Divriği'nin Türk devri, Oğuz beylerinden Emir Mengücek Gazi'nin kurduğu Mengücekoğullarının Divriği kolunun tarihi ile özdeşleşmiştir. Mengücekoğulları, ilk Anadolu Türk beyliklerinin en eskisi ve en uzun yaşayanıydı. Divriği Ulu Camii ve Darüşşifası'ndan oluşan külliyenin bânisi Ahmed Şah, Divriği Mengüceklerinin dördüncü melikiydi. Divriği Mengüceklerinin herhangi bir savaşa karışmamış olması, barışçı ve itaatkâr bir emirlik olduklarını düşündürtür. Konya Selçuklu hükümdarı II. Kılıçarslan 1180'de Danışmendleri, Alâeddin Keykûbad ise Mengücekoğullarının Erzincan-Kemah kolunu Ulu Cami'nin temellerinin atıldığı 1228 yılında ortadan kaldırmıştı. Divriği Mengüceklerinin İlhanlı egemenliğine kadar hüküm sürdürmesi izledikleri bu siyasetin başarısına bağlanır. Konya Selçuklularının hükümdarı Alâeddin Keykûbad'ın adının Divriği Ulu Cami'nin portali üzerinde son derece sıradışı bir biçimde Ahmed Şah'ın yapı kitabesinin üstünde “Sultanü'l-azam Alâeddin Keykûbad'ın saltanatında” şeklinde geçmesi bu özel konumu vurgular. Külliye, Mengücekoğullarının Divriği ve civarındaki egemenliğini hoşgören Keykûbad'a bir hediye olarak değerlendirilebilir.

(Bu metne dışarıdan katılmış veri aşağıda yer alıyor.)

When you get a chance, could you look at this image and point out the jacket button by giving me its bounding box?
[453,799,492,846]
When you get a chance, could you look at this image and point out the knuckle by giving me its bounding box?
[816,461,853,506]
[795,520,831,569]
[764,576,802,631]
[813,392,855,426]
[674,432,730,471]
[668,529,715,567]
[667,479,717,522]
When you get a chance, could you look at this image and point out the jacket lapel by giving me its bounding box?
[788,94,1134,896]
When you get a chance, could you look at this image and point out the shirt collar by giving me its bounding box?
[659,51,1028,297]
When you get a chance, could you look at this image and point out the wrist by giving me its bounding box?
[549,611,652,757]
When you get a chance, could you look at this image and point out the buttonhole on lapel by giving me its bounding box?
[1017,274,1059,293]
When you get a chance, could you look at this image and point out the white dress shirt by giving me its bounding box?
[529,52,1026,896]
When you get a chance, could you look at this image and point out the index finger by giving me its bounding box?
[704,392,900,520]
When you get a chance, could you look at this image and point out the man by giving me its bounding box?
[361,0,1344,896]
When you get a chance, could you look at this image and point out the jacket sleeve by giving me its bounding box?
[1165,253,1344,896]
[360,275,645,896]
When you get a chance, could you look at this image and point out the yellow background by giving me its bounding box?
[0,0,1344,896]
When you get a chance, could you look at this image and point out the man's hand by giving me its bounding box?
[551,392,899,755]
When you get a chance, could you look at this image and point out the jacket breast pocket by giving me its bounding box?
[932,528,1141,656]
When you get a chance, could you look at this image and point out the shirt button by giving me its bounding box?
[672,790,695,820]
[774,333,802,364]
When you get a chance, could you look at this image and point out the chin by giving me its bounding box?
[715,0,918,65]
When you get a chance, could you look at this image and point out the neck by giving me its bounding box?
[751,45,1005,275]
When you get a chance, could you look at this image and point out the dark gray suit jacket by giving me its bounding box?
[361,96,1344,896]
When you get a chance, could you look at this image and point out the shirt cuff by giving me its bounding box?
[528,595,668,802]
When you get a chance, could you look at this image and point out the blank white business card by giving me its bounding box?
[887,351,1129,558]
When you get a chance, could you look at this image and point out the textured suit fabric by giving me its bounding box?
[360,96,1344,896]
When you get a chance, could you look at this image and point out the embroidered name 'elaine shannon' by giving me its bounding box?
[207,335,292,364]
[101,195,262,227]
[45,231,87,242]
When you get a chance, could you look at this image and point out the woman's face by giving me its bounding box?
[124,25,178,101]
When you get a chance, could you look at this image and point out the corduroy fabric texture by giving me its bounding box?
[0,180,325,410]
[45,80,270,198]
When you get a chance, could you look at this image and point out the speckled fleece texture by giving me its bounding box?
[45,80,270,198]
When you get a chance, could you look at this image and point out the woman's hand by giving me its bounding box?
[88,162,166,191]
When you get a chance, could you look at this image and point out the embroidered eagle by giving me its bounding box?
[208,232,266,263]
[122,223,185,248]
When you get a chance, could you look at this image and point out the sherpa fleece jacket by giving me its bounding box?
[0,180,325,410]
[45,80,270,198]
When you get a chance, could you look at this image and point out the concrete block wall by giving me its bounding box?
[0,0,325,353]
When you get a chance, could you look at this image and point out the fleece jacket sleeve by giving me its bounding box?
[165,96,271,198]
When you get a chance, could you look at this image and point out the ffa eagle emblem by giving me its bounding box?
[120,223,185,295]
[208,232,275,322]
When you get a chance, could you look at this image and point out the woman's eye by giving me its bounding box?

Divriği'de ilk Anadolu Türk beyliklerinin en eskisi ve en çok yaşayanı Divriği Mengücekleridir. Kentin Mengücek hakimiyeti İlhanlı Hükümdarı Abaka Han'ın 1276-1277'de Memlük Sultanı I. Baybars'a karşı Elbistan'a giderken Divriği'ye uğrayarak surları yıktırmasıyla sona ermeye başlamıştır. Surların yıkılmasının ardından Selçuklu Sultanı III. Alaeddin Keykubad Malatya kuşatmasından bir sonuç elde edemeyip Divriği'ye gelince (1300-1301) burası disiplinsiz askerler tarafından yağmalandı. Şehir daha sonra Kayseri ve Sivas yöresinde Eretnaoğulları'nın hakimiyetine girdi. Kadı Burhaneddin ile Amasya Emiri Hacı Şadgeldi Paşa arasındaki mücadelelerden faydalanan Memlükler tarafından zaptedildi. (1391). Memlük Devleti'nin idari işleri bozulunca Yıldırım Beyazid 1398'de Sivas, Malatya, Besni, Darende ve Divriği'yi Osmanlı topraklarına kattı. Ancak Divriği yaklaşan Timur tehlikesinden dolayı 1401'de tekrar Memlüklere verildi. Divriği Memlük hakimiyeti sırasında Halep eyaletine bağlı pek de önemli olmayan ileri karakol durumundaydı. 15. yüzyılın ikinci yarısında Uzun Hasan'ın, 16. yüzyılın başında Şah İsmail'in kuvvetlerinin Anadolu'ya yönelik hareketleri sırasında Divriği korunaklı konumundan dolayı saldırılara uğramadı. Divriği'nin kesin olarak Osmanlı idaresine girişi, Yavuz Sultan Selim'in 24 Ağustos 1516 Mercidabık Zaferi'nden sonradır. Divriği Osmanlı idaresi altına girdikten sonra merkezle aynı adı taşıyan bir sancak haline getirilip Vilayet-i Arab adıyla oluşturulan beylerbeyliğe bağlandı. Daha sonra bu beylerbeylik dağıtılınca Divriği sancağı Sivas, Amasya, Tokat bölgelerini içine alan Rum beylerbeyliğine dahil edildi. 16. yüzyılda Divriği sancağının Divriği ve Darende adlı iki kazası, bu kazalara bağlı on iki nahiyesi bulunuyordu. Sancak 19. yüzyılda Sivas sancağının bir kazası haline geldi. 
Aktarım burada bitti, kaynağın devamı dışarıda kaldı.